Chercheur chevronné, Institut Lady Davis de recherches médicales
Professeure adjointe en oncologie, Université McGill

La Dre Koren Mann travaille présentement comme Directeur de l’axe de recherche en médecine moléculaire et régénérative, professeure adjointe en oncologie à l’Université McGill, et comme chercheur chevronné à l’Institut Lady Davis de l’Hôpital général juif. Elle est membre du Centre du cancer Segal et membre associée du Centre du cancer Goodman. Elle siège aussi sur le comité scientifique pour la Banque de cellules leucémiques du Québec et est membre de la section spéciale sur les métaux de la Society of Toxicology.

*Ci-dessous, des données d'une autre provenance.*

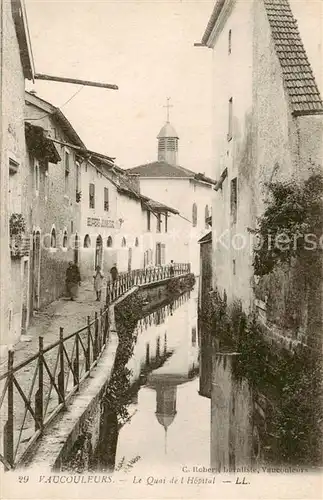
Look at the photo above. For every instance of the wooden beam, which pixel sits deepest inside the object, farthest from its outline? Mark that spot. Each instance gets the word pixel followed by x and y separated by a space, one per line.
pixel 39 76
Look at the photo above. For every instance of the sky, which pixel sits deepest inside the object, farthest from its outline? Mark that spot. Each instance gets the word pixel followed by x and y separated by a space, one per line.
pixel 146 47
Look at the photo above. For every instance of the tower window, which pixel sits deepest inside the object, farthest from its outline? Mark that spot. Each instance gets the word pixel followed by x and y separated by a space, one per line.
pixel 233 200
pixel 207 215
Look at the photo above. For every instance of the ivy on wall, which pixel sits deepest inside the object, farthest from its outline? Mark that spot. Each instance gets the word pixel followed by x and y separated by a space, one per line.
pixel 118 394
pixel 291 225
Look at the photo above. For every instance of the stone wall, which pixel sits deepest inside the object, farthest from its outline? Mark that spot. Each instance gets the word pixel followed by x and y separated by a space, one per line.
pixel 12 146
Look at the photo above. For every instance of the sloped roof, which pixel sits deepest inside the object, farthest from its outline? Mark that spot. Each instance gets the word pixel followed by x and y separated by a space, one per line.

La Dre Mann a obtenu son doctorat en pathologie et en immunologie en 1999, à l’Université de Boston, où elle a étudié la façon dont le système immunitaire en développement est affecté par l’exposition aux hydrocarbures aromatiques polycycliques. Elle est déménagée à Montréal pour terminer sa formation postdoctorale à l’Université McGill où elle a entrepris des recherches sur l’utilisation de l’arsenic comme chimiothérapie dans le traitement du cancer. Actuellement, le laboratoire de la Dre Mann étudie les effets sur la santé environnementale des métaux, y compris l’arsenic et le tungstène.
 
Principales activités de recherche

Le laboratoire de la Dre Mann étudie les mécanismes par lesquels l’arsenic agit comme un proathérogène et accélère la formation de lésions athérosclérotiques. La Dre Mann a été la première à établir le lien entre l’exposition à l’arsenic et l’inhibition des récepteurs nucléiques, particulièrement ceux qui s’hétérodimérisent avec le récepteur rétinoïde X (RXR). Par la suite, elle a démontré que l’arsenic inhibait l’activité transcriptionnelle du récepteur X du foie (LXR) et du RXR ce qui menait à l’accumulation de cholestérol dans les macrophages. De plus, l’arsenic modifie la biologie des monocytes et des macrophages de façon à en accroître l’adhérence et la migration.
Le laboratoire de la Dre Mann étudie aussi comment le tungstène peut affecter le développement des lymphocytes B. L’exposition au tungstène a été suggérée comme une cause possible de l’émergence de grappes de leucémie. Le laboratoire de la Dre Mann cherche à caractériser la croissance et la mort des précurseurs des lymphocytes B suite à une exposition au tungstène. Elle s’intéresse aux modifications génétiques moléculaires qui pourraient entraîner un accroissement de la leucémogénèse à l’intérieur de ce compartiment cellulaire.
 
Publications récentes
 
Nielsen TH, Johnson N, Garnier N, Kwan S, Yao L, Cocolakis E, Hébert J, Morgan RA, Paquet E, Callahan KP, Jordan CT, Assouline S, Miller WH Jr, Mann KK. Monitoring Response and Resistance to the Novel Arsenical Darinaparsin in an AML Patient. Front Pharmacol. 2013 Feb 12;4:9. doi: 10.3389/fphar.2013.00009.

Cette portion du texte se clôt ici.